[The Story of Alchemy and the Beginnings of Chemistry by M. M. Pattison Muir]@TWC D-Link book
The Story of Alchemy and the Beginnings of Chemistry

CHAPTER IV
11/15

When we say "put out the fire," or "his heart became as water," we are referring to the act of burning, or are using an image which likens the thing spoken of to a substance in the act of liquefying.
As we do to-day, so the alchemists did before us; they used the words _fire_ and _water_ to express different ideas.
Such terms as hardness, softness, coldness, toughness, and the like, are employed for the purpose of bringing together into one point of view different things which are alike in, at least, one respect.

Hard things may differ in size, weight, shape, colour, texture, &c.

A soft thing may weigh the same as a hard thing; both may have the same colour or the same size, or be at the same temperature, and so on.

By classing together various things as hard or soft, or smooth or rough, we eliminate (for the time) all the properties wherein the things differ, and regard them only as having one property in common.

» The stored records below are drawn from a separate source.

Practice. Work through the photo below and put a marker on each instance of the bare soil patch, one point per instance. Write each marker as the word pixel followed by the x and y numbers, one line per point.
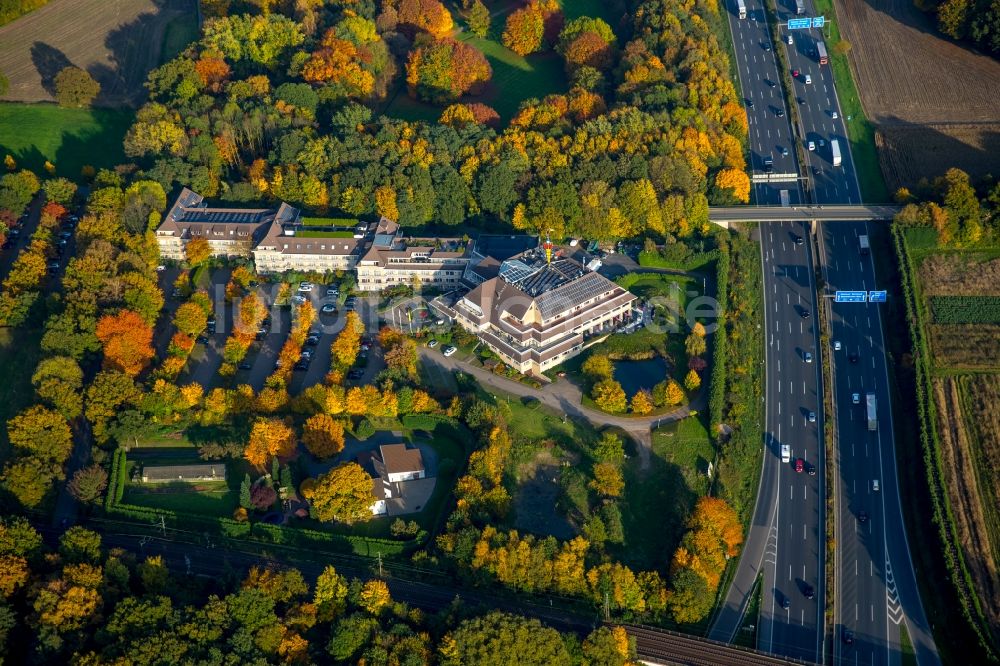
pixel 966 346
pixel 935 103
pixel 960 467
pixel 116 41
pixel 960 274
pixel 908 153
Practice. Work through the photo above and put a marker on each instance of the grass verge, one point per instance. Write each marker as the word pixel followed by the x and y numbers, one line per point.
pixel 860 130
pixel 68 138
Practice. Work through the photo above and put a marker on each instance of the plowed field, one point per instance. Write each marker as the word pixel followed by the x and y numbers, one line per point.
pixel 117 41
pixel 935 103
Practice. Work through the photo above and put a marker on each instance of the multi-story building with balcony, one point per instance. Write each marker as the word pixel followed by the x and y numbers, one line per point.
pixel 540 308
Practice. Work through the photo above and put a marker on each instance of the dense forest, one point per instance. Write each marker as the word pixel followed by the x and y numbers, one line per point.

The words hardness, softness, &c., are useful class-marks.
Similarly the alchemical Elements and Principles were useful class-marks.
We must not suppose that when the alchemists spoke of certain things as formed from, or by the union of, the same Elements or the same Principles, they meant that these things contained a common substance.
Their Elements and Principles were not thought of as substances, at least not in the modern meaning of the expression, _a substance_; they were qualities only.
If we think of the alchemical elements earth, air, fire, and water, as general expressions of what seemed to the alchemists the most important properties of all substances, we may be able to attach some kind of meaning to the sayings of Basil Valentine, which I have quoted.